Every year my FFA kids (mostly my officers and a few kids that want to participate) help with the horticulture fair entries the thursday before labor day. We meet at the fair building at 6:30 in the morning and check the crops in, dealing with many people in the community. It is a long, intensive day, and our kids are champs. Members of the community made many comments about how they love seeing the FFA/Ag kids there helping with the community. 

This year was the first year we had an Ag barn at the Iron County Fair and I had a couple of my classes (7th graders) make posters about agricultural topics. They hit it out of the park and we were able to display these posters at the fair. Approximately 35000 people go to the fair, which is crazy.

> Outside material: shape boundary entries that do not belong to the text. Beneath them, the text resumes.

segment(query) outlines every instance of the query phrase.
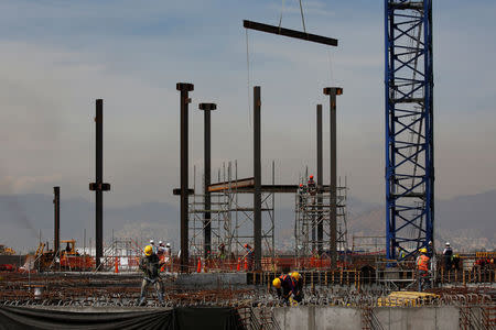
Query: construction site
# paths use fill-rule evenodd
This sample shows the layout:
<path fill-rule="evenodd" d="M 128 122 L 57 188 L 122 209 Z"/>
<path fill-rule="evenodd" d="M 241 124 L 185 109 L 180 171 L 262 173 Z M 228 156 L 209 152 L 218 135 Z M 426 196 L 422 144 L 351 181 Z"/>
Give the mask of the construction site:
<path fill-rule="evenodd" d="M 211 114 L 223 109 L 200 100 L 190 109 L 194 81 L 177 82 L 180 187 L 168 189 L 180 205 L 180 246 L 159 255 L 163 299 L 148 288 L 140 301 L 151 238 L 104 239 L 111 184 L 104 179 L 104 100 L 96 99 L 95 242 L 61 238 L 66 219 L 53 187 L 53 241 L 40 240 L 26 255 L 0 245 L 0 329 L 496 329 L 496 252 L 446 258 L 444 242 L 435 245 L 432 0 L 384 6 L 384 235 L 348 235 L 349 187 L 336 166 L 346 86 L 322 86 L 328 101 L 312 109 L 315 172 L 280 184 L 274 163 L 262 169 L 263 85 L 250 86 L 252 175 L 241 176 L 229 155 L 212 168 L 212 135 L 220 132 L 212 131 Z M 279 42 L 338 50 L 338 36 L 311 34 L 304 21 L 303 31 L 240 24 Z M 188 157 L 191 116 L 203 116 L 203 170 Z M 291 251 L 278 249 L 277 195 L 293 200 Z M 427 275 L 420 254 L 429 256 Z M 274 278 L 295 272 L 301 298 L 278 298 Z"/>

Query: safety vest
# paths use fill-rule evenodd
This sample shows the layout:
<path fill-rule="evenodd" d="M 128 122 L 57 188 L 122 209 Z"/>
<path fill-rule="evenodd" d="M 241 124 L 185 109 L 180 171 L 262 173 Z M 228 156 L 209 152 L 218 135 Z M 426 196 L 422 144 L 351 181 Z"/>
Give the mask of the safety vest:
<path fill-rule="evenodd" d="M 427 256 L 425 254 L 419 256 L 419 258 L 417 260 L 417 267 L 419 268 L 419 271 L 429 271 L 429 256 Z"/>

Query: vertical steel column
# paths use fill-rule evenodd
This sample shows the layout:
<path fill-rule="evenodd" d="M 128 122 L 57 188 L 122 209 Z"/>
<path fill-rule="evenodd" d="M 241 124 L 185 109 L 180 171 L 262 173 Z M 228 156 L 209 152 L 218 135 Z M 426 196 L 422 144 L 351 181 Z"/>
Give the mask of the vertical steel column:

The Livestock Show. For those of you who don't know, this is like State for kids who show animals. They get their animals (sheep, goat, pigs) in April/May (steers are earlier because they take longer to grow) and they work with their animals ALL summer. Walking them. Feeding them correct rations. Hoping that they make weight for the show. They get one weekend, three "game days" to show off all their hard work if their animal made weight. If it didn't make weight, they're out of luck and they learn a lesson on life. This years stockshow was a winner. Let me share some stats. 

  • 5 kids from our school/Parowan area showed Goats and made $6100 all together. One of the kids was 8th overall out of 60 goats. 

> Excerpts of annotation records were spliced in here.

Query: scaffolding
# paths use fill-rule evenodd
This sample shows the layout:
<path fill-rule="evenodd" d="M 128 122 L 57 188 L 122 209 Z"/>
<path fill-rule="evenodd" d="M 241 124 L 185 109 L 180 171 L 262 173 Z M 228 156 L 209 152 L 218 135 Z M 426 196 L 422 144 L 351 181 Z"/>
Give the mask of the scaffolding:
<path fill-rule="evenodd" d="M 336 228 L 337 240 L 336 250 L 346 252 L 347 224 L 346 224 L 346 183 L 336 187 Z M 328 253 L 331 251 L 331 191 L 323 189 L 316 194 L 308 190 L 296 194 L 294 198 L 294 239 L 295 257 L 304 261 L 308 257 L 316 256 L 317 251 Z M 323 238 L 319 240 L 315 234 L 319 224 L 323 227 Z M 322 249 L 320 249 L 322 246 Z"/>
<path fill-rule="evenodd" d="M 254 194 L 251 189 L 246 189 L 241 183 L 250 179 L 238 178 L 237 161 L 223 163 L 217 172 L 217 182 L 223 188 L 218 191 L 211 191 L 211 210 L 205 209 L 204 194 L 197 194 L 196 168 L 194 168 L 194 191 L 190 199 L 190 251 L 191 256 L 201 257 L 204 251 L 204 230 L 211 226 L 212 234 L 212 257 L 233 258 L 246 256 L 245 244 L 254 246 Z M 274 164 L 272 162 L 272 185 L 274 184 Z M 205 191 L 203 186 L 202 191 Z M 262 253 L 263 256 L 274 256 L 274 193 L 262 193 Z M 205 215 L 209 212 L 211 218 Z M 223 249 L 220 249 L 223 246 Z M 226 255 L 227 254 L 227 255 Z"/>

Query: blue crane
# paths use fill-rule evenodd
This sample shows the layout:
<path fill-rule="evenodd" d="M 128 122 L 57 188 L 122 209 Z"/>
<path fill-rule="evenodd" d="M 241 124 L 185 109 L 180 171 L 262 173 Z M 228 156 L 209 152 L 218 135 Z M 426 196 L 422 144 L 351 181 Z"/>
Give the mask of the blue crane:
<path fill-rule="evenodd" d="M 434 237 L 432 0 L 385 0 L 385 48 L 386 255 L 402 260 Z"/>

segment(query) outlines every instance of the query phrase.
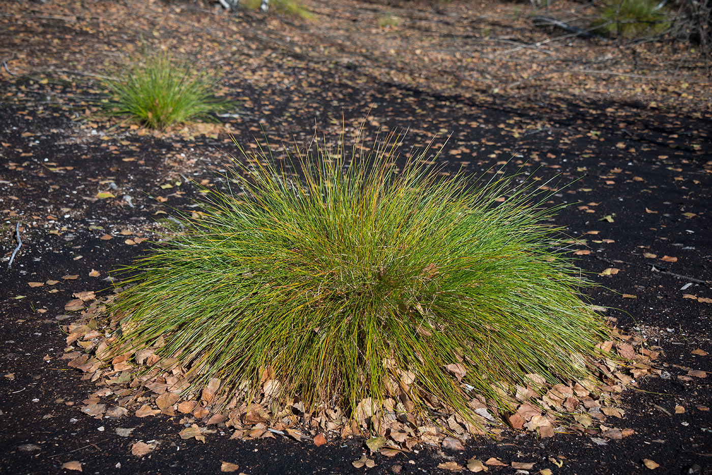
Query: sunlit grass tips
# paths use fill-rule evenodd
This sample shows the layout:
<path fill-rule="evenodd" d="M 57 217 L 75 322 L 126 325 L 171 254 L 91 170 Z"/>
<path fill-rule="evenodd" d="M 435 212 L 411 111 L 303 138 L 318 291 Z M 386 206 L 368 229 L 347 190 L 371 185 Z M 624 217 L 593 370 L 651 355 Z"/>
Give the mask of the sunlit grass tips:
<path fill-rule="evenodd" d="M 108 115 L 123 117 L 151 129 L 194 122 L 214 122 L 214 112 L 228 102 L 215 97 L 215 77 L 195 70 L 187 61 L 164 53 L 146 53 L 142 60 L 105 82 L 108 100 L 100 103 Z"/>
<path fill-rule="evenodd" d="M 554 250 L 550 195 L 444 176 L 429 152 L 398 157 L 398 139 L 240 149 L 231 191 L 130 267 L 115 344 L 155 348 L 216 405 L 300 400 L 359 421 L 476 422 L 473 400 L 513 411 L 516 385 L 590 381 L 609 330 Z"/>

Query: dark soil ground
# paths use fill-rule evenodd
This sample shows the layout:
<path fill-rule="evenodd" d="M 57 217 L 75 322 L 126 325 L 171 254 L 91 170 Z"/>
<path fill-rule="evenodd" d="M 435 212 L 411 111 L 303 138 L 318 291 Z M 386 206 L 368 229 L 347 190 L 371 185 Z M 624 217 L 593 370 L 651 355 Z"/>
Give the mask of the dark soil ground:
<path fill-rule="evenodd" d="M 612 307 L 605 314 L 615 324 L 664 352 L 657 363 L 662 376 L 625 393 L 624 415 L 606 422 L 634 429 L 632 435 L 540 439 L 508 432 L 463 452 L 421 447 L 376 455 L 367 471 L 445 473 L 439 464 L 464 465 L 476 456 L 498 458 L 508 466 L 489 471 L 501 474 L 516 471 L 513 461 L 534 462 L 533 474 L 642 473 L 650 470 L 644 459 L 659 464 L 654 473 L 712 473 L 712 378 L 688 374 L 712 371 L 712 90 L 695 60 L 654 44 L 636 46 L 643 49 L 634 55 L 620 45 L 568 38 L 570 46 L 557 48 L 575 51 L 570 58 L 582 58 L 579 65 L 617 51 L 617 75 L 551 70 L 540 82 L 505 88 L 522 79 L 521 66 L 512 65 L 532 58 L 492 60 L 493 75 L 496 68 L 512 75 L 495 80 L 483 75 L 483 63 L 460 61 L 457 68 L 448 63 L 460 60 L 465 46 L 442 53 L 446 58 L 424 60 L 422 46 L 379 60 L 409 41 L 435 45 L 428 50 L 441 54 L 446 39 L 462 41 L 473 18 L 484 21 L 487 12 L 473 12 L 476 5 L 388 7 L 406 20 L 384 31 L 374 18 L 385 7 L 375 4 L 308 4 L 317 14 L 310 23 L 251 14 L 235 21 L 201 9 L 202 4 L 3 5 L 0 53 L 16 75 L 5 72 L 0 83 L 0 472 L 70 473 L 61 467 L 70 461 L 93 474 L 210 474 L 220 471 L 222 461 L 250 475 L 367 470 L 352 465 L 365 450 L 359 439 L 322 447 L 287 439 L 240 442 L 219 430 L 202 444 L 179 437 L 180 426 L 168 417 L 86 416 L 79 407 L 96 386 L 62 358 L 58 321 L 66 318 L 63 306 L 73 293 L 110 292 L 117 266 L 146 251 L 142 239 L 154 235 L 167 213 L 191 209 L 198 195 L 188 178 L 220 186 L 219 174 L 235 152 L 226 131 L 246 144 L 256 136 L 263 142 L 263 130 L 278 151 L 283 143 L 308 142 L 315 129 L 334 138 L 345 124 L 348 136 L 367 114 L 372 137 L 409 129 L 404 151 L 436 134 L 437 149 L 451 134 L 437 159 L 446 171 L 464 168 L 487 178 L 500 167 L 521 168 L 542 183 L 553 178 L 550 187 L 575 180 L 555 196 L 571 203 L 555 222 L 579 240 L 572 252 L 590 251 L 576 258 L 604 286 L 590 292 L 592 302 Z M 180 5 L 184 9 L 177 12 Z M 498 18 L 510 7 L 495 4 L 488 11 Z M 513 21 L 508 14 L 503 18 Z M 503 21 L 497 21 L 487 23 L 487 38 L 531 45 L 554 37 L 525 28 L 524 20 L 515 33 L 501 31 Z M 482 28 L 475 35 L 480 39 Z M 235 117 L 224 118 L 224 127 L 155 134 L 110 129 L 93 118 L 90 100 L 99 90 L 90 75 L 139 49 L 142 36 L 152 45 L 203 52 L 201 60 L 225 73 L 226 96 L 239 102 Z M 482 43 L 476 50 L 482 61 L 488 55 L 513 58 Z M 627 68 L 634 55 L 641 65 Z M 418 61 L 432 69 L 413 74 Z M 448 75 L 455 70 L 457 77 Z M 101 192 L 113 197 L 99 198 Z M 23 244 L 7 270 L 18 222 Z M 619 271 L 600 274 L 611 268 Z M 121 437 L 117 428 L 134 430 Z M 139 440 L 159 444 L 137 457 L 131 447 Z"/>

  • Kodie Stowell showed two steers and raked in a whopping $11,400. ONe of her steers was Grand Champion and weighed in at 1419 lbs (that's a big steer), her other steer was 11th overall at 1100 lbs (minimum weight, she almost didn't make weight for the show) This was out of47 steers.
  • Lambs are crazy. There were 300 lambs at this show. When I tell you our livestock show is competitive, I mean it. Our kids could take their lambs to other shows and win, no questions asked. 14 of our Parowan kids were able to sell their lambs and made a total of $23,650. 

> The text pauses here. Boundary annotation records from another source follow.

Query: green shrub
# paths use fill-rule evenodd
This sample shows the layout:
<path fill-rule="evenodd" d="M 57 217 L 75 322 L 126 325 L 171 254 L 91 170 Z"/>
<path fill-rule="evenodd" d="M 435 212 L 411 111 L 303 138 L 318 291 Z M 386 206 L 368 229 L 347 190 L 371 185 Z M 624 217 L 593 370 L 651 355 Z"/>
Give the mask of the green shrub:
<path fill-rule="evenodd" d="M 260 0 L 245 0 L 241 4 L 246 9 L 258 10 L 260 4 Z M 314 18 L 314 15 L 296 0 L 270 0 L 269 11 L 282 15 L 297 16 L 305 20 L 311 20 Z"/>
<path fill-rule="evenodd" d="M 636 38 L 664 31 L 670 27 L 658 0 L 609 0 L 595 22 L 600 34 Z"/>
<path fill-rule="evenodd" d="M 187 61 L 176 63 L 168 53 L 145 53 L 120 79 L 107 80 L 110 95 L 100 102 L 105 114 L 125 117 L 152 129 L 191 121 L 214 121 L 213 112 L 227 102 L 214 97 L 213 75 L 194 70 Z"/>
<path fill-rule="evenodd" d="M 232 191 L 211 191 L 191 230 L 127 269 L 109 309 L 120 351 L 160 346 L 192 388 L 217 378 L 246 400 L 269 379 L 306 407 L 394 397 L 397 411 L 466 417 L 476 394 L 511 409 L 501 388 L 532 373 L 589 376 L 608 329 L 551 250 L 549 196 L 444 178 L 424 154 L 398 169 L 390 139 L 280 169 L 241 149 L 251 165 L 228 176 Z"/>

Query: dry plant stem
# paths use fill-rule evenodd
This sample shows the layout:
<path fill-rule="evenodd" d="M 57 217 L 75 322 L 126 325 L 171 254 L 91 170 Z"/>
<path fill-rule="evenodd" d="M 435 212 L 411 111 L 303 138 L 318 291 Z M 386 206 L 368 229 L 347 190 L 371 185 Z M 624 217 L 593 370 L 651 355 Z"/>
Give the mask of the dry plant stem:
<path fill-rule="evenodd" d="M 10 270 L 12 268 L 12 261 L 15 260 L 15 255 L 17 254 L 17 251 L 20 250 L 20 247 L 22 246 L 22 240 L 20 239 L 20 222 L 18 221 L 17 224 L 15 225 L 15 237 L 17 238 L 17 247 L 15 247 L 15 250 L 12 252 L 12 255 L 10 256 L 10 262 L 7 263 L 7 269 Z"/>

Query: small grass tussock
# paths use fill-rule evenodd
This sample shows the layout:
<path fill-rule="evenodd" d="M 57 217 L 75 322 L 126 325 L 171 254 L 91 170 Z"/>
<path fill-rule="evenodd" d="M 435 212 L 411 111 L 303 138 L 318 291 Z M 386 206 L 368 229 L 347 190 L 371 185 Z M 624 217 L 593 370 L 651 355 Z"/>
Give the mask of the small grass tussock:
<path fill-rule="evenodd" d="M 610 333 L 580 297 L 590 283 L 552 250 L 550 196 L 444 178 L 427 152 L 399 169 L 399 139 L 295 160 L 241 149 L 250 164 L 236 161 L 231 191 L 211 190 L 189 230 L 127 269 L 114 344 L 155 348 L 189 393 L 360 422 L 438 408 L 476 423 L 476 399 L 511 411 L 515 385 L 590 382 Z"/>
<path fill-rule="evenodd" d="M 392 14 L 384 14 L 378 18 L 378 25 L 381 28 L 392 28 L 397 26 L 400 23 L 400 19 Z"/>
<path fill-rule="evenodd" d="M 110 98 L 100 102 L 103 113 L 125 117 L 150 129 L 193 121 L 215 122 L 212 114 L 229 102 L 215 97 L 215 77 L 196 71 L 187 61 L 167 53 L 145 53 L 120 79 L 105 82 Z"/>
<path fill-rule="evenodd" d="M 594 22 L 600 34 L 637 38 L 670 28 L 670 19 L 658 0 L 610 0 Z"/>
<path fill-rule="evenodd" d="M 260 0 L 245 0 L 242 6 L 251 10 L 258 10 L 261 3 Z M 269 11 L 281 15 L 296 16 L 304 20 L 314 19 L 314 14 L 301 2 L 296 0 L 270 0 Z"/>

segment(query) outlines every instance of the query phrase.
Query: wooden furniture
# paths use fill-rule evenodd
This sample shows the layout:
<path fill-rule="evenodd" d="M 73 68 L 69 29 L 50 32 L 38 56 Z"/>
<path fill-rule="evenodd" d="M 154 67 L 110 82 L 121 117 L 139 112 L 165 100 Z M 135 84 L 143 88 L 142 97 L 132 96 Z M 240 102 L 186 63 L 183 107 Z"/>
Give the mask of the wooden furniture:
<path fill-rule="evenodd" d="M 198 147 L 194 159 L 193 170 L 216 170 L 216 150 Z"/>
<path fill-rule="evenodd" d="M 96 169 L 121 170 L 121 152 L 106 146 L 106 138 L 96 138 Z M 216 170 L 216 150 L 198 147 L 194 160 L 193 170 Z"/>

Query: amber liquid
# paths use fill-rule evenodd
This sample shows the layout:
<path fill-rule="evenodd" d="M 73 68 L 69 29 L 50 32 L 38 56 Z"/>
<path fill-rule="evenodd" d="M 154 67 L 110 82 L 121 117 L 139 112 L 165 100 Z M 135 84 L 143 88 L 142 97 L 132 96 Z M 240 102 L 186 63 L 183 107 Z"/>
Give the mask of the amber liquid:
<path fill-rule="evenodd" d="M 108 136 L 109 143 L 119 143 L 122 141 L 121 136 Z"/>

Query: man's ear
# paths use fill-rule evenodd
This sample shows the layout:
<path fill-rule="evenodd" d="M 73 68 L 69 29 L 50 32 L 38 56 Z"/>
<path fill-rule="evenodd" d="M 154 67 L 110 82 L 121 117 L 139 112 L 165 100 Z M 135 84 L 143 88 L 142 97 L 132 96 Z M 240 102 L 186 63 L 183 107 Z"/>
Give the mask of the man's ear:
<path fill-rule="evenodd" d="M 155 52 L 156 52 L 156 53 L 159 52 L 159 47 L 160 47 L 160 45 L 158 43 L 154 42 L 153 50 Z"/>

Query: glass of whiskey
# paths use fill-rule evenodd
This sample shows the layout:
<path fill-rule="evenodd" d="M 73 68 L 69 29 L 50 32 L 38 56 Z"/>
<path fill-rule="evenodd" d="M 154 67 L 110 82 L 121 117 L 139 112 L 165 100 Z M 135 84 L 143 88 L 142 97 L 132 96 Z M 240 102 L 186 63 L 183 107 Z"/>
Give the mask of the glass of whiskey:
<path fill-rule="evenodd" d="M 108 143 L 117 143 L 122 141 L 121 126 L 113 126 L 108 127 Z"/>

  • Cale Renzello was first in her class with both lambs and was 5th overall out of the show. That is wild, and she did awesome.
  • Brance Douglas did not make weight with his lamb, but he still was able to show for showmanship. This is where the judge focuses primarily on how well the kids can show their animal. I commend him for that. It's so hard when your animal doesn't make weight and you're at a loss. Reese Burton lost her lamb halfway through the summer, and she was devastated. Again, it's a hard life when all your hard work is stopped short. 
  • Pigs - Kaisley Isaacson was 4th overall. We had 20 kids from Parowan show pigs out of 82 that sold. Together those kids made $48,250.

I know this email is lengthy, but if you see a stockshow kid, ask them about their weekend. They worked so hard. All together, the kids from Parowan made a total of $89,400. I don't know of a better way for kids to earn money but with a project that they see from beginning to the end. They earned every dollar.